I entered. It was apparently his office. On the walls were portraits of Soviet movie stars. Up against the wall there was a filing cabinet stuffed with papers. In front of the cabinet sat a large desk covered with green cloth. In the corner hung a large red banner with gold embroidered letters — "Winner of Socialist Competition."

Koshchei sat down behind the desk. I stood opposite him.

"What's your name," he asked, his eyes boring me from under the lowered eyebrows.

"Sergei," I squeaked in a trembling voice.

"And what have you snuck into, Sergei?"

The cinema. I wanted to see a movie."

“What movie?

"I dunno. Whatever's on."

"Tell me, do you go to the children's matinees?"

"Un-huh. But they aren't very interesting."

"And what do you find interesting?"

"The Magnificent Seven."

"Sooo..." Koschei drawled. You like cowboys?"

"Un-huh, I do."

"Did you think about that drainpipe before climbing it? What if it broke? You would have fallen to your death. Or you would have been crippled for life."

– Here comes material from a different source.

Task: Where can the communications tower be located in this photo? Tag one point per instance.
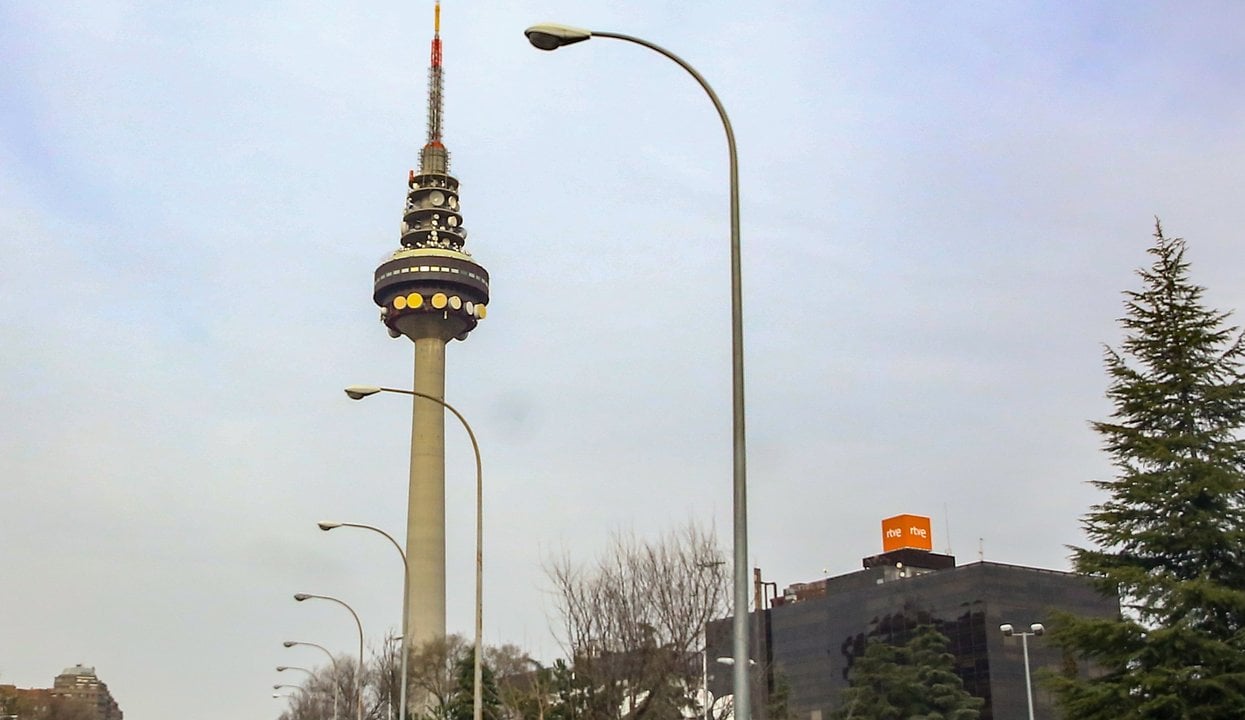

"I wouldn’t fall. I'm a good climber."

"Sure you are," Koshchei grumbled. I've seen what happens to clever boys like you. What am I to do with you?"

"I dunno..."

He scratched his head and looked at me in silence for a while. Then he came out from behind the desk and said, "Come with me."

He walked out of his office, and I followed him. Where was he taking me? To the police, probably. After all, I had broken the law! I'd done something I wasn't supposed to. What would happen to me now?

Koshchei led me up to the door leading into the theater, which was closed off by a heavy velvet curtain. He pulled back the curtain and cracked open the door.

"Go on," he said.

"Where?"

“Inside. From now on, if you want to watch a movie ask the ticket taker to call Vasily Ivanovich. We'll think of something. But don't climb through any more windows. Agreed?”

"Agreed," I replied and went into the dark theater…

 

I never did ask the ticket taker to call Vasily Ivanovich. But in the years that followed I never climbed through any more windows, and I never forgot the lesson I learned from that sad, scary-looking man.